The plan is to show close-to-live highlights during the lengthy and frequent television timeouts those attending games have to suffer through. Last year’s college football attendance was the lowest since 2003, and across the country, teams and leagues are looking to combat the dip.
At Michigan, athletic director Dave Brandon is switching to a general admission policy for students in a hope to reduce the 50-percent late arrival rate. The Wolverines averaged 5,434 student no-shows per game, or about 25 percent of their student ticket allotment. At Michigan State, AD Mark Hollis is mulling a reduction in the number of students tickets made available after a streak of no-shows. Hollis hypothesized that students didn’t attend a rainy 2012 game against Iowa due to their inability to text and tweet in the precipitation.
This is not just a college football issue.

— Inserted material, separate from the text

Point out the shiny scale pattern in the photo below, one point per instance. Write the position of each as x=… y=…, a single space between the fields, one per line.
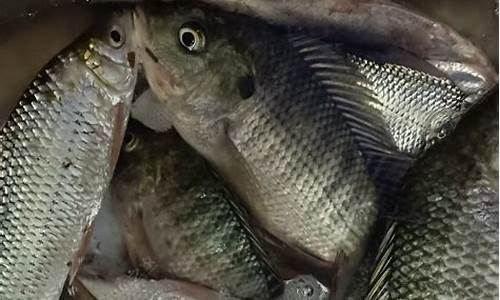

Consider what the Jacksonville Jaguars may try during their home games:
Expanding on the comforts of home theme, the NFL's Jacksonville Jaguars are considering airing the league's RedZone Channel on its massive video boards, This would give fans at EveBank Field a chance to view any NFL game as soon as one team gets down within their opponent's 20 yard line.
"We know we are competing with ourselves when it comes to watching games at home or coming to the stadium," said NFL spokesman Brian McCarthy. "The RedZone Channel expands the stadium offerings."
The battle Bowlsby, Brandon, Hollis and the Jaguars are all fighting comes down to the appeal of attending a single games versus watching a dozen games on a giant HD flatscreen in the comfort of your own home. Winning is usually the easiest way to pack stadiums, but acknowledging that there are other games going on – via in-game highlights or just strengthening stadium wifi infrastructure so fans can check scores on their phones – probably won’t hurt the cause.
What changes - if any - could college football make to get you to attend more games?